All of lore.kernel.org
 help / color / mirror / Atom feed
* [PATCH 0/2] Raid5 Bug Fixes
@ 2022-07-07 19:15 Logan Gunthorpe
  2022-07-07 19:15 ` [PATCH 1/2] md/raid5: Fix sectors_to_do bitmap overflow in raid5_make_request() Logan Gunthorpe
                   ` (2 more replies)
  0 siblings, 3 replies; 4+ messages in thread
From: Logan Gunthorpe @ 2022-07-07 19:15 UTC (permalink / raw)
  To: linux-kernel, linux-raid, Song Liu
  Cc: Guoqing Jiang, David Sloan, Logan Gunthorpe

Hey,

Please find two patches with fixes to the raid5 code.

The first patch fixes a bug in my recent commit that causes data
corruption in very specific circumstances.

The second patch fixes a theoretical issue with nested waits in
code that was recently cleaned up in the previous series (though the
issue always existed).

Thanks,

Logan

--

Logan Gunthorpe (2):
  md/raid5: Fix sectors_to_do bitmap overflow in raid5_make_request()
  md/raid5: Convert prepare_to_wait() to wait_woken() api

 drivers/md/raid5.c | 32 +++++++++++++++++---------------
 1 file changed, 17 insertions(+), 15 deletions(-)

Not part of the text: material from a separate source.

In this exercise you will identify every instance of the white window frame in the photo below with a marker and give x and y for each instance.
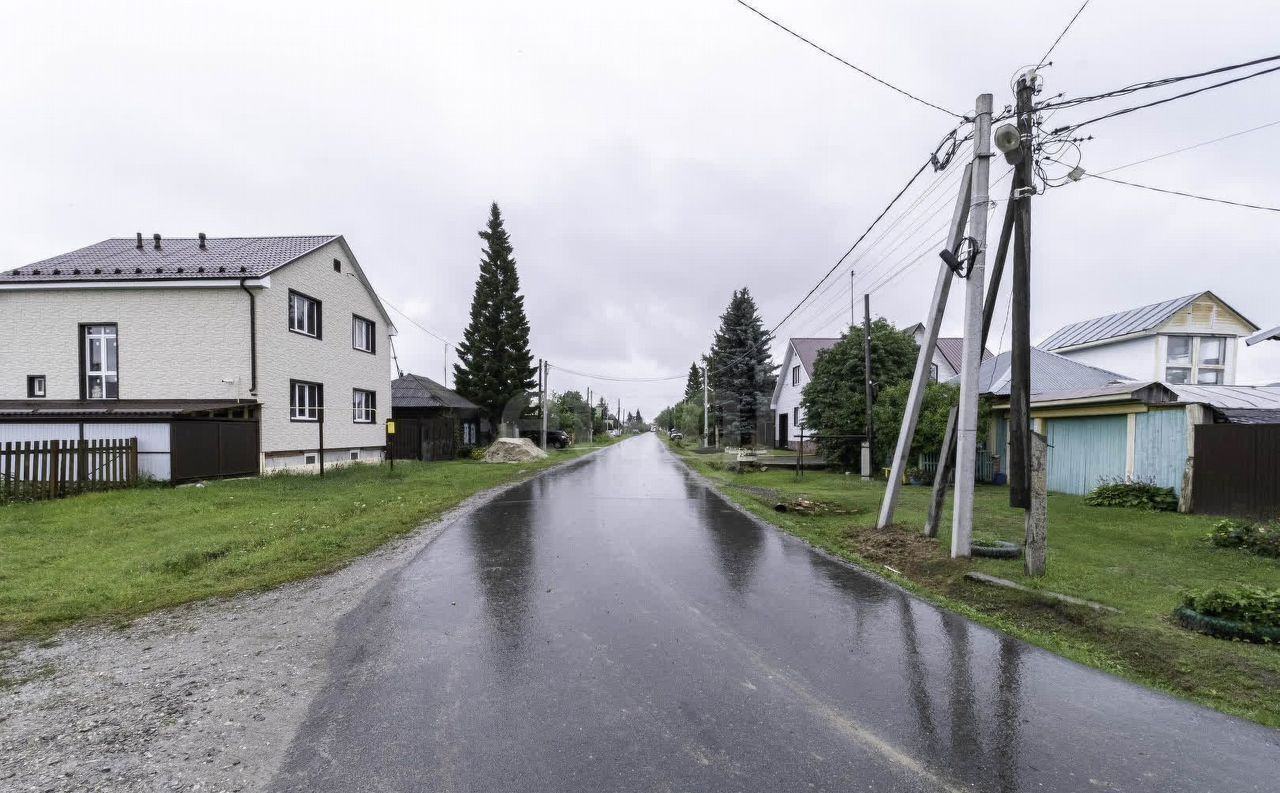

base-commit: ff4ec5f79108cf82fe7168547c76fe754c4ade0a
--
2.30.2

^ permalink raw reply	[flat|nested] 4+ messages in thread

* [PATCH 1/2] md/raid5: Fix sectors_to_do bitmap overflow in raid5_make_request()
  2022-07-07 19:15 [PATCH 0/2] Raid5 Bug Fixes Logan Gunthorpe
@ 2022-07-07 19:15 ` Logan Gunthorpe
  2022-07-07 19:15 ` [PATCH 2/2] md/raid5: Convert prepare_to_wait() to wait_woken() api Logan Gunthorpe
  2022-07-08  5:45 ` [PATCH 0/2] Raid5 Bug Fixes Song Liu
  2 siblings, 0 replies; 4+ messages in thread
From: Logan Gunthorpe @ 2022-07-07 19:15 UTC (permalink / raw)
  To: linux-kernel, linux-raid, Song Liu
  Cc: Guoqing Jiang, David Sloan, Logan Gunthorpe

For unaligned IO that have nearly maximum sectors, the number of stripes
will end up being one greater than the size of the bitmap. When this
happens, the last stripe in the IO will not be processed as it should
be, resulting in data corruption.

However, this is not normally seen when the backing block devices have
4K physical block sizes seeing the block layer will split the request
before that happens.

To fix this increase the bitmap size by one bit and ensure the full
number of stripes are checked when calling find_first_bit().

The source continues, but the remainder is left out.